Paris 2024 : des jeux ambitieux innovants, inédits donc forcément risqués

Le succès d’une campagne de candidature n’implique pas automatiquement la réussite de l’organisation ? Les défis ne sont ni du même ordre ni de même nature.

Aux yeux du grand public la réussite de Paris 2024 sera normale. L’échec quelle que soit sa nature même partiel sera sujet à toutes les critiques. Telles sont les règles du jeu pour l’organisation d’un grand évènement.

Toute la question est comment anticiper et limiter au maximum les risques.

La promesse de Paris 2024 est immense

« Depuis le début, nous avons la volonté de proposer des Jeux qui marquent les esprits, qui surprennent. » déclarait T Estanguet  https://presse.paris2024.org/actualites/paris-2024-une-experience-revolutionnaire-7763-e0190.html  qui faisait une triple promesse

  • Des Jeux durables et responsables, en ligne avec l’Agenda Olympique 2020 et la nouvelle norme du CIO, avec des sports proposant un nombre d’athlètes limité et ne nécessitant aucune construction pérenne.
  • Des Jeux connectés avec leur époque, qui inspirent de nouveaux publics et attirent la jeune génération, avec des sports qui se partagent sur les réseaux sociaux, qui sont à la fois moyen d’expression et style de vie, et se pratiquent partout au quotidien, en ville comme dans la nature. Les Jeux ont ce défi permanent de se connecter aux nouvelles générations. Si nous voulons développer la pratique sportive des jeunes, il est plus facile de le faire avec des sports qui leur parlent.
  • Des Jeux reflets de l’identité de Paris 2024, autrement dit spectaculaires, créant des ponts avec la culture et qui invitent à l’engagement, accessibles, inclusifs, praticables hors des stades et faisant appel à la créativité.

Comment tenir ces promesses dans un contexte de plus en plus complexes : crise sanitaire, guerre en Ukraine et augmentation des prix, inflation, sécurité, grèves, ..  Mais le COJO malgré toutes incertitudes maintient le cap même si quelques ajustements commencent à se dessiner.

Paris 2024 : une rupture et des innovations à tous les étages.

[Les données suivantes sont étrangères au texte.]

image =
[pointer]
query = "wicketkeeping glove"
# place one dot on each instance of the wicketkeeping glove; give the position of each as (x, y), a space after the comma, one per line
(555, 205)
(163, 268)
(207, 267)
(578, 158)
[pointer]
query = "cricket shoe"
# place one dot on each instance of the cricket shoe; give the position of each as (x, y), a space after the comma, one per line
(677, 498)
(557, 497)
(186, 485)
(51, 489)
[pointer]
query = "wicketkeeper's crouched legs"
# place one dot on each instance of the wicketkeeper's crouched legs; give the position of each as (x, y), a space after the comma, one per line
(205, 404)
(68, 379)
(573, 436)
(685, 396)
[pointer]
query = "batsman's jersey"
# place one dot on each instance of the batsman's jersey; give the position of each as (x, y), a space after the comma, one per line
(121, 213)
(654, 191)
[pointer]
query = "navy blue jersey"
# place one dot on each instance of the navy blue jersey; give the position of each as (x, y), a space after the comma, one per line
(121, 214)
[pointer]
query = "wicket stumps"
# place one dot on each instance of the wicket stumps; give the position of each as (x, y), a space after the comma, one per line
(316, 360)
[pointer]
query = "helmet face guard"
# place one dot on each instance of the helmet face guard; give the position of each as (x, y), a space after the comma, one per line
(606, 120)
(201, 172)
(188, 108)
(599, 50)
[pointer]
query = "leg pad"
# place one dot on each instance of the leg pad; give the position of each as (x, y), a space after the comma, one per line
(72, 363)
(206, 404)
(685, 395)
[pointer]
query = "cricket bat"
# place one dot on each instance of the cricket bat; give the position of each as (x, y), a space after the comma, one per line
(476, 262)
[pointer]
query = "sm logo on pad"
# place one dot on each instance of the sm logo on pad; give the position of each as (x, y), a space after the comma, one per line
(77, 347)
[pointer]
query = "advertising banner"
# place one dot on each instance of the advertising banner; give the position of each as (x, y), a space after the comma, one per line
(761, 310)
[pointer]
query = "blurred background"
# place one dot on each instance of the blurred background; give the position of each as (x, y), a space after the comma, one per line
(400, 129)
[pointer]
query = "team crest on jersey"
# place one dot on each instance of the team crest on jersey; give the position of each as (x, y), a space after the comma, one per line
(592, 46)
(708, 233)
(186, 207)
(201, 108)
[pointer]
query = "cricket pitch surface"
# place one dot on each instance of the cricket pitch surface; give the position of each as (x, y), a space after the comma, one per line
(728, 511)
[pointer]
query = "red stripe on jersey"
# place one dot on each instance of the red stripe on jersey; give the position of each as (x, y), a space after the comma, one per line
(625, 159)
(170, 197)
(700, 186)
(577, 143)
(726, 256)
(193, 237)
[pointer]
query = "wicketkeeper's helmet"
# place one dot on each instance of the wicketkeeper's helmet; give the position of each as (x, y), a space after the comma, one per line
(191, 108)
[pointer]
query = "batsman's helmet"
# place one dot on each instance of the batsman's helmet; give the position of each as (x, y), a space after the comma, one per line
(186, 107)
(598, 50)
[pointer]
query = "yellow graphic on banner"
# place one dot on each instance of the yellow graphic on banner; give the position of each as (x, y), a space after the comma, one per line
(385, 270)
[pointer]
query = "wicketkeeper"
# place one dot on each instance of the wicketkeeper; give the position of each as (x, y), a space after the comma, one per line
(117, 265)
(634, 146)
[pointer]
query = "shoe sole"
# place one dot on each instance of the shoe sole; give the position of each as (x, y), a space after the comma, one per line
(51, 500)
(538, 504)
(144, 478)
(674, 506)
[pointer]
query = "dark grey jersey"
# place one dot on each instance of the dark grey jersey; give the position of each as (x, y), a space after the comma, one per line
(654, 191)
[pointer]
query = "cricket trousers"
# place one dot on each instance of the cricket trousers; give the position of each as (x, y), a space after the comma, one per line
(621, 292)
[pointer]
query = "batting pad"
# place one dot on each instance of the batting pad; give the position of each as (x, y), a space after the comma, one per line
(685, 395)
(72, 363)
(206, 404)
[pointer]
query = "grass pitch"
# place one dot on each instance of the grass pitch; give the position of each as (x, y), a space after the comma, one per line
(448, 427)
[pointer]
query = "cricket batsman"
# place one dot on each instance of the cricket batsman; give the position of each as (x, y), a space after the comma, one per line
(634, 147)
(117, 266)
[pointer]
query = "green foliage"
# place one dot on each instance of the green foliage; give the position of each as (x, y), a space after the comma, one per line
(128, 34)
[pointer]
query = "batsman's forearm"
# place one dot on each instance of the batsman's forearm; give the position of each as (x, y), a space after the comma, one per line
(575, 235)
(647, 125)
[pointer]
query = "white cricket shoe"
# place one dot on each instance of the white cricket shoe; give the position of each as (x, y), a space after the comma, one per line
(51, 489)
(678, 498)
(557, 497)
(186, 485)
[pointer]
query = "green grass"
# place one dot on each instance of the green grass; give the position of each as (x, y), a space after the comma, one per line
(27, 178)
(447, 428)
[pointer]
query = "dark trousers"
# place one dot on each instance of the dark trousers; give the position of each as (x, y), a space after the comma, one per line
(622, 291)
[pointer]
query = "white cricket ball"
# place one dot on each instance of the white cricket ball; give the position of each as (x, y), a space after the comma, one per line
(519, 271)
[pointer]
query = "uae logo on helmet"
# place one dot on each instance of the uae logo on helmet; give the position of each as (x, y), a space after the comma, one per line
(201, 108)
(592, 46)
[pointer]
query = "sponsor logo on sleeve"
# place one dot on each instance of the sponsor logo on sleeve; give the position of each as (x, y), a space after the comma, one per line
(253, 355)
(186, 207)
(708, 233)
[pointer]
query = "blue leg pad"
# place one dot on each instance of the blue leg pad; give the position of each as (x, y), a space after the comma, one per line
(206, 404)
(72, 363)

  • Innovation dans le concept même des jeux : des parcs aux sites

L’organisation des JO répond depuis son origine à la règle des 3 unités chère aux amateurs de théâtre: unité d’action- unité de temps -unité de lieux. Les précédents jeux étaient organisés autour de parcs olympiques qui regroupaient des installations et équipement. passé le contrôle du parc, les spectateurs pouvaient passer d’un équipement à l’autre. En général , les JO étaient organisés autour de 3 ou 4 parcs (hors sites délocalisés pour des raison techniques). A Rio il y avait 4  parcs, à Londres  le parc olympique regroupait les grandes infrastructures sportives.  A Paris les épreuves se dérouleront sur une trentaine de sites différents rompant ainsi avec la concentration géographique des épreuves. Et c’est toute la ville de Paris qui sera parc olympique. Le défi de la complexité – des transport – de la logistique est lancé.

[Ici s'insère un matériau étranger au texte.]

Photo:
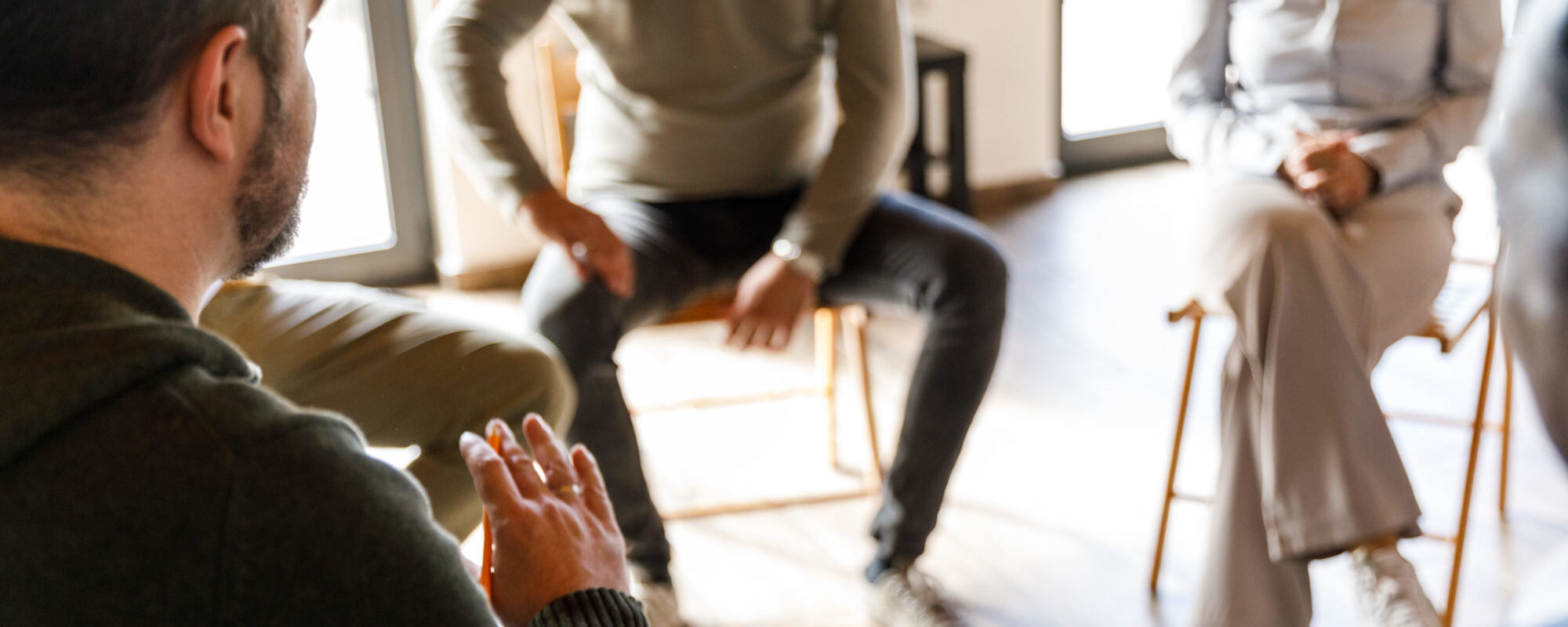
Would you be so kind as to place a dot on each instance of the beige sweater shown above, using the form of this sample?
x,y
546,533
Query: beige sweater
x,y
691,100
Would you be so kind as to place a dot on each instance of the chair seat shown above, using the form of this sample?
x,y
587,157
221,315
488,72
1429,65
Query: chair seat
x,y
1465,297
703,310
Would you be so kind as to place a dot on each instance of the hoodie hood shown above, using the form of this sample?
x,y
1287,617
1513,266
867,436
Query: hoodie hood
x,y
78,333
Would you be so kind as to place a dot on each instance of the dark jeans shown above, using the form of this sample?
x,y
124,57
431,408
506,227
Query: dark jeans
x,y
910,253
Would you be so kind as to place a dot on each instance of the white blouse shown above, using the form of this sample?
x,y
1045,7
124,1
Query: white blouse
x,y
1412,76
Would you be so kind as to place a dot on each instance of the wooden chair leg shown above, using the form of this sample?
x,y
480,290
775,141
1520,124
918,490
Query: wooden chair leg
x,y
1506,429
826,328
1171,480
1478,429
855,319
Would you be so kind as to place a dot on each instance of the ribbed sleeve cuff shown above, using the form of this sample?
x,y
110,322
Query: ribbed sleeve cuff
x,y
598,607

  • Innovation dans la conception des équipements sportifs

C’est le choix de jeux maitrisé avec cette volonté assumée de recourir au maximum à des équipements existants. « En s’appuyant sur des sites existants, Paris 2024 minimise son budget d’investissement et son impact carbone, pour un concept résolument responsable grâce à des Jeux compacts. »  affirme le COJO https://www.paris2024.org/fr/concept-jeux-compacts/  Le recours à des équipements existants non initialement destinés aux jeux permettra t il de réaliser tous les test events en amont des épreuve pour garantir l’organisation. Un autre défi.

  • Innovation dans l’organisation des épreuves avec le recours à des prestataires : fédérations, spécialistes de l’évènementiel, gestionnaires de sites pour « délivrer » l’organisation des épreuves.

Autant de contrats, de conventions, de précisions dans la définitions de prestations attendues, d’évaluations et de contrôles mobilisateurs de compétences bien spécifiques.

  • Innovation dans la sécurité et le contrôle

Avec le déploiement de solutions technologiques reposant sur l’intelligence artificielle, le recours à des algorythmes pour analyser les comportements, les drones pour sécuriser la cérémonie d’ouverture, …

  • Innovation dans la médiatisation de l’évènement  

Orange, seul opérateur choisi par le comité d’organisation, a en charge la totalité de l’équipement technologique de l’événement. Une architecture unifiée, nativement IP, permettra aux utilisateurs et partenaires de bénéficier d’une interface unique. Le réseau permettra d’interconnecter les équipements d’affichage, de sonorisation, de chronométrage et ainsi d’optimiser la diffusion des images TV vers les journalistes 

  • innovation dans la billetterie et sa commercialisation.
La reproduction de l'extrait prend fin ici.